World Folding

This is written for Inspiration Monday and Sunday Picture Press. Thank you both for the wonderful prompts. I loved working with the combination so much before when I wrote the Talisman, I just had to try this again. (:

* * * * *

World Folding

They said it was a gift, our ships let us become rich. However much risk, whatever the cost, the wealth and thrill we plundered made everything worth it. Chances to prove ourselves among the clans, win pleasure and retire to it, maimed but well known for our courage.

Loud creaking timber. A roar of victory from the flames when it snapped and tumbled to the deck. Sickening screams from those it crushed. The moon glowing faintly past the smoke-filled sky. I chose the fate of my life. I bound myself to this ship. They told me I was just a scrawny boy, not worth training. Not a viking. Who has proved his courage now?

It’s world folding. The flames have taken us now. The ship is down. Now I wonder, what good is the glory I cannot revel in? 

Our ship slides into the dark water’s glow, no longer adrift. The moon still shines on us. It is good-by.

Our give is a curse now. It drags us below with it.

I chose this. Just the puny cabin boy.

Screams become pleading gurgles from drowning men.

The water’s cold embrace takes us all.


About Jinx

I'm a writer, what else is there to tell?

12 thoughts on “World Folding

  1. Vivid and gorgeous. Glad I waited. : )

  2. scribbla says:

    This is very poetic; lyrical. Vivid and splendid imagery too.

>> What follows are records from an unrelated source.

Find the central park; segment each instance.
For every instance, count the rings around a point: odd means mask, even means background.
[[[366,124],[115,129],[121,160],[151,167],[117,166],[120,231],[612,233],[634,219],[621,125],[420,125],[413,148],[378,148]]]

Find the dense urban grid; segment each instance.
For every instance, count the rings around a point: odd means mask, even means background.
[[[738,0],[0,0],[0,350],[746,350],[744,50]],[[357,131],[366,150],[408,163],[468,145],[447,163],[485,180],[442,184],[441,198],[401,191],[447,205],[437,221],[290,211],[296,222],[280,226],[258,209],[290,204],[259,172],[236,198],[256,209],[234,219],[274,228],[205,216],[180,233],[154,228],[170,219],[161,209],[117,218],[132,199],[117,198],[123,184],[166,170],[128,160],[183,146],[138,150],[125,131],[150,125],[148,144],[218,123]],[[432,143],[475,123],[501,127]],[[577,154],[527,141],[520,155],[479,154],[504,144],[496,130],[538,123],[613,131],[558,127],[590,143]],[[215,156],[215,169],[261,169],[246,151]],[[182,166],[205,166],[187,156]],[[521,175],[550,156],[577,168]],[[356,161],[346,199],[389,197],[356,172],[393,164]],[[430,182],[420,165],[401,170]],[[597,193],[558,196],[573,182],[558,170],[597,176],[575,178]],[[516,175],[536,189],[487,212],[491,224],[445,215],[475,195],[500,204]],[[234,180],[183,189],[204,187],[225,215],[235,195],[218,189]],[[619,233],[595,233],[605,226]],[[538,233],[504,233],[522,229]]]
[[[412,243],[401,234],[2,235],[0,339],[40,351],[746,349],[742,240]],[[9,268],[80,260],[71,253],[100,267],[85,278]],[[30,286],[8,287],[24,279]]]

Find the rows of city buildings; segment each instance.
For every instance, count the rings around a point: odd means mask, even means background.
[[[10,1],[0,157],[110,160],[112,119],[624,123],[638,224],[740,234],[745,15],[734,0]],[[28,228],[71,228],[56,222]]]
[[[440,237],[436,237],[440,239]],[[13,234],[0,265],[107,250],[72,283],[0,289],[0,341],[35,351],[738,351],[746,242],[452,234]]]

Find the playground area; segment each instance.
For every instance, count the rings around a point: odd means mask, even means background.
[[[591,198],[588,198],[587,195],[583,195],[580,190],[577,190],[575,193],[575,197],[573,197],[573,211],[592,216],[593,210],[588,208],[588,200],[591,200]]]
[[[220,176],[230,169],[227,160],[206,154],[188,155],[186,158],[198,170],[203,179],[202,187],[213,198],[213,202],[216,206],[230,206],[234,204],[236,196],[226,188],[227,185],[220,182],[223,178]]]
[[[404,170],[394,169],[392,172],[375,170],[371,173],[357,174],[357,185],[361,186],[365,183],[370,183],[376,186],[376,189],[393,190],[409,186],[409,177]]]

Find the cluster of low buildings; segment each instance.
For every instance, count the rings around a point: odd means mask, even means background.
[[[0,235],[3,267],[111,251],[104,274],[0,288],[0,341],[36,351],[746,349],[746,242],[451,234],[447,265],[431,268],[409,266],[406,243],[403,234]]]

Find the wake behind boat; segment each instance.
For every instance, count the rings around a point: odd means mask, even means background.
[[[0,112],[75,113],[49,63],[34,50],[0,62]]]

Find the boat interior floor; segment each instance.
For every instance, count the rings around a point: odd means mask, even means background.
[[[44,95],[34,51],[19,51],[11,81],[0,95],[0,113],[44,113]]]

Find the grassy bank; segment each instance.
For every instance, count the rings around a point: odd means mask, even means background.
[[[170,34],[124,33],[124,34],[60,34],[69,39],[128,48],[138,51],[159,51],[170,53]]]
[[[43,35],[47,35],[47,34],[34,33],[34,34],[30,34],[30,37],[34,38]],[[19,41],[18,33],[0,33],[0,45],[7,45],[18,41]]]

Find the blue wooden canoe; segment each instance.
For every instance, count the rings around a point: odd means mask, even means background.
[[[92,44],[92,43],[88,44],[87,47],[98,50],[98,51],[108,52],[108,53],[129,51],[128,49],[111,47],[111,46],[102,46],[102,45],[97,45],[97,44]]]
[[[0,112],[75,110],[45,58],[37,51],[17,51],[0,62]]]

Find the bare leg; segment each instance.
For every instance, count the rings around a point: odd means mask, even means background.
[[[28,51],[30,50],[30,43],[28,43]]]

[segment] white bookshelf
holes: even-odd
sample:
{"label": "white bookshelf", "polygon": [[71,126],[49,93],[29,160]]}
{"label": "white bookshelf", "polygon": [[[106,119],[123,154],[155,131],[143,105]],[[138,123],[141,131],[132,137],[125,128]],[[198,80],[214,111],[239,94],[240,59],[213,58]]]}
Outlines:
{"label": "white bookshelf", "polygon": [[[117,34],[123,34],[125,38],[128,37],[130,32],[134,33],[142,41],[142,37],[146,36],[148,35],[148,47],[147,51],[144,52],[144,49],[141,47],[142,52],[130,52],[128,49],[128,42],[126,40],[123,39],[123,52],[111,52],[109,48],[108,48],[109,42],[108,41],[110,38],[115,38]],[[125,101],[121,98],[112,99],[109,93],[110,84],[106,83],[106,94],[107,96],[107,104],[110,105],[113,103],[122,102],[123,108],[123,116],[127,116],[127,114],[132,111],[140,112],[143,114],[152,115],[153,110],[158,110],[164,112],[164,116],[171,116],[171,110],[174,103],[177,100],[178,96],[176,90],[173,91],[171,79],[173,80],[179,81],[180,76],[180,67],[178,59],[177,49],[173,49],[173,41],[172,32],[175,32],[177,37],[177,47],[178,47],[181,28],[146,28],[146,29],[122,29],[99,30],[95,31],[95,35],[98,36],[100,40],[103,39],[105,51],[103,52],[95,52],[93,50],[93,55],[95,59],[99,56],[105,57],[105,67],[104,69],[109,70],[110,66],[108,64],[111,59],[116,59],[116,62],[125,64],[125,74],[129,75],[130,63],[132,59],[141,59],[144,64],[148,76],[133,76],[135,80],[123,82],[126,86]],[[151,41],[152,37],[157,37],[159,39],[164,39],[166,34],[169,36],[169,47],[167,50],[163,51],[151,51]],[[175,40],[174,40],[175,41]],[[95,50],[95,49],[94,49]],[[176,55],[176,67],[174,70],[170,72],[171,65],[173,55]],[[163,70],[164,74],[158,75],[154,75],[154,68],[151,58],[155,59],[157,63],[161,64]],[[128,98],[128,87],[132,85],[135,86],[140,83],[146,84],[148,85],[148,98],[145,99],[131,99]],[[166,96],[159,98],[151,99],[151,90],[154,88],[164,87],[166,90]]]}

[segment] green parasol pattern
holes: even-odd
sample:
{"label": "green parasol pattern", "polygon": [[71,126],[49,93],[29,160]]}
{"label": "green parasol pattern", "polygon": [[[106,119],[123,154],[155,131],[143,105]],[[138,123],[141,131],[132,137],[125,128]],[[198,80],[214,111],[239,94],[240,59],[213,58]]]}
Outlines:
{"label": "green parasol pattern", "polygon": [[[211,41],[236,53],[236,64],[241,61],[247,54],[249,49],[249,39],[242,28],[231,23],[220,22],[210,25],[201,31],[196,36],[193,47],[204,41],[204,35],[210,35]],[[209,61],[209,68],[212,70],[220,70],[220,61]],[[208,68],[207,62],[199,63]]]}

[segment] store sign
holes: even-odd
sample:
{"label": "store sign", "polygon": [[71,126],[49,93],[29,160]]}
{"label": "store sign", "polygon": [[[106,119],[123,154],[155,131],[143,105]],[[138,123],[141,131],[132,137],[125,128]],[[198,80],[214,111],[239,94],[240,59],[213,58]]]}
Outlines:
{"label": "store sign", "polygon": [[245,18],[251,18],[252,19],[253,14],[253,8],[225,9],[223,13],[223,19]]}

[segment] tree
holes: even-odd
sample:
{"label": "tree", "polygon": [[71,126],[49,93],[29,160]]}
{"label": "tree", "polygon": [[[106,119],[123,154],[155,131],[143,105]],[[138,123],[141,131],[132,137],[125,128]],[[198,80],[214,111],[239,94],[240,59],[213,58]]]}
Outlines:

  3. Nicely told. Short and well worded with striking visuals.

  4. Kay Camden says:

    This deserved two reads. There’s an ebb and flow to the words that remind me of the ocean itself – especially at the end. I love the title. I can imagine the water folding in, bringing everyone and everything inside it.

    Okay so you asked for constructive criticism and here it is. 🙂

    I stumbled on the first sentence. I think it’s the “let us” that’s hanging me up. It seems passive or something. And this is probably me, but I’m not sure I understand the use of the italics. Is it two separate narrators?

    Great work, as usual.

    • Jinx says:

      Because I’m switching the time each paragraph was told. If it had been longer I would have made that more clear, as it is I kind of forgot I had chosen to do that. The stuff in italics is present, where as the stuff that isn’t would be like….his ghost speaking.

      Thanks for the critique, I think I have a better wording for that sentence too. It is supposed to be a little bit passive, but not totally like it is right now……I’ll figure it out. (:

  5. Indigo Spider says:

    This read almost like poetry. Vivid imagery that really captured the feel of both the glory of a successful ship and the sinking taking the crew along. I agree with Kay, the “let us” is a little stumbler — maybe just a simple “They said it was a gift, our ships gave us wealth.”

    I did understand, and liked, the use of italics though. Helped shift the focus from past to present. Great work and I like the new look of the blog too!

    • Jinx says:

      I have way too much fun changing my blog up at random. That the Graphic Design artist in me. (:

      Okay, well, I’ll fix it when I have time on that first sentence.